In this module, we'll investigate multi-class classification, which can pick from multiple possibilities. For example:

  • Is this dog a beagle, a basset hound, or a bloodhound?
  • Is this flower a Siberian Iris, Dutch Iris, Blue Flag Iris, or Dwarf Bearded Iris?
  • Is that plane a Boeing 747, Airbus 320, Boeing 777, or Embraer 190?
  • Is this an image of an apple, bear, candy, dog, or egg?

Some real-world multi-class problems entail choosing from millions of separate classes. For example, consider a multi-class classification model that can identify the image of just about anything.
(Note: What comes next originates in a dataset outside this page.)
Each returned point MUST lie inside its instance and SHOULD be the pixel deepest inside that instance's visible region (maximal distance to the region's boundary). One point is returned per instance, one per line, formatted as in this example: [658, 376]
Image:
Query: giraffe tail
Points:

Multi-Class Neural Networks

  • Logistic regression gives useful probabilities for binary-class problems.
    • spam / not-spam
    • click / not-click
  • What about multi-class problems?
    • apple, banana, car, cardiologist, ..., walk sign, zebra, zoo
    • red, orange, yellow, green, blue, indigo, violet
    • animal, vegetable, mineral
  • Create a unique output for each possible class
  • Train that on a signal of "my class" vs "all other classes"
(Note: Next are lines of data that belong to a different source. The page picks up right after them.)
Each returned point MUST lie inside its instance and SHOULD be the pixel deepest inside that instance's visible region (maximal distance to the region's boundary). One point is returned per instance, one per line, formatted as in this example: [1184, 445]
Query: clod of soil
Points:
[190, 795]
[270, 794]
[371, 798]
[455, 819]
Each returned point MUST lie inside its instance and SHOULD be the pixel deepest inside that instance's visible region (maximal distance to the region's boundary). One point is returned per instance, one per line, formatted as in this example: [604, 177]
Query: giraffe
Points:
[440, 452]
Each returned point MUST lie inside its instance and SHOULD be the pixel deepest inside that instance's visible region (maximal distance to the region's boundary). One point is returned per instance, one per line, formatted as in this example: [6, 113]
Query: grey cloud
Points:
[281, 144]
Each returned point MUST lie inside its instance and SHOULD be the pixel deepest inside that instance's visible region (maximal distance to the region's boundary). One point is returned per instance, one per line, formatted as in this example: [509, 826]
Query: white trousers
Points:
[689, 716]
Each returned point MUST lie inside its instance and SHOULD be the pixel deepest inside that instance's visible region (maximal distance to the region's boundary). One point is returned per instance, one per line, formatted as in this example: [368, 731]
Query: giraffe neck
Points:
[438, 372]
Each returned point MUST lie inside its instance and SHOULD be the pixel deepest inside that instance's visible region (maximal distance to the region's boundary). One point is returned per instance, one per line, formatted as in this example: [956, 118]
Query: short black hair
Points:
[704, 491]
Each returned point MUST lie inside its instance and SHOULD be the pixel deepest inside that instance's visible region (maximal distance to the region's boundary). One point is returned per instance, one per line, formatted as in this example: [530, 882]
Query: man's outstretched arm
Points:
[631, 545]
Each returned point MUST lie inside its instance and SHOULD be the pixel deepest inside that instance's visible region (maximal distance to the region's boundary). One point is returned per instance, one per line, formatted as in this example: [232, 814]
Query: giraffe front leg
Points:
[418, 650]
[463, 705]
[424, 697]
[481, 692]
  • Can do in a deep network, or with separate models
A neural network with five hidden layers and five output layers.
  • Add an additional constraint: Require output of all one-vs-all nodes to sum to 1.0
  • The additional constraint helps training converge quickly
  • Plus, allows outputs to be interpreted as probabilities
A deep neural net with an input layer, two nondescript hidden layers, then a Softmax layer, and finally an output layer with the same number of nodes as the Softmax layer.
  • Multi-Class, Single-Label Classification:
    • An example may be a member of only one class.
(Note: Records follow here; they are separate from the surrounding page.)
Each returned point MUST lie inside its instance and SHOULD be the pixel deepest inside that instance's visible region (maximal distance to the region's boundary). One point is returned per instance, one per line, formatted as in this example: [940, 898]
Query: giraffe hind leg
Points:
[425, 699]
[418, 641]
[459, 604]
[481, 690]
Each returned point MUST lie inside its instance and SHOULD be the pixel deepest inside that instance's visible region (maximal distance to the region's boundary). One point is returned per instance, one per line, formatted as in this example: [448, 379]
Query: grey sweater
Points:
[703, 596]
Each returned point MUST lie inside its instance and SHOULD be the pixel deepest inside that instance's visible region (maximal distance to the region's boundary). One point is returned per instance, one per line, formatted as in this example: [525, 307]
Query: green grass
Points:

    • Constraint that classes are mutually exclusive is helpful structure.
    • Useful to encode this in the loss.
    • Use one softmax loss for all possible classes.
  • Multi-Class, Multi-Label Classification:
    • An example may be a member of more than one class.
    • No additional constraints on class membership to exploit.
    • One logistic regression loss for each possible class.
  • Full SoftMax
    • Brute force; calculates for all classes.
  • Full SoftMax
    • Brute force; calculates for all classes.
  • Candidate Sampling
    • Calculates for all the positive labels, but only for a random sample of negatives.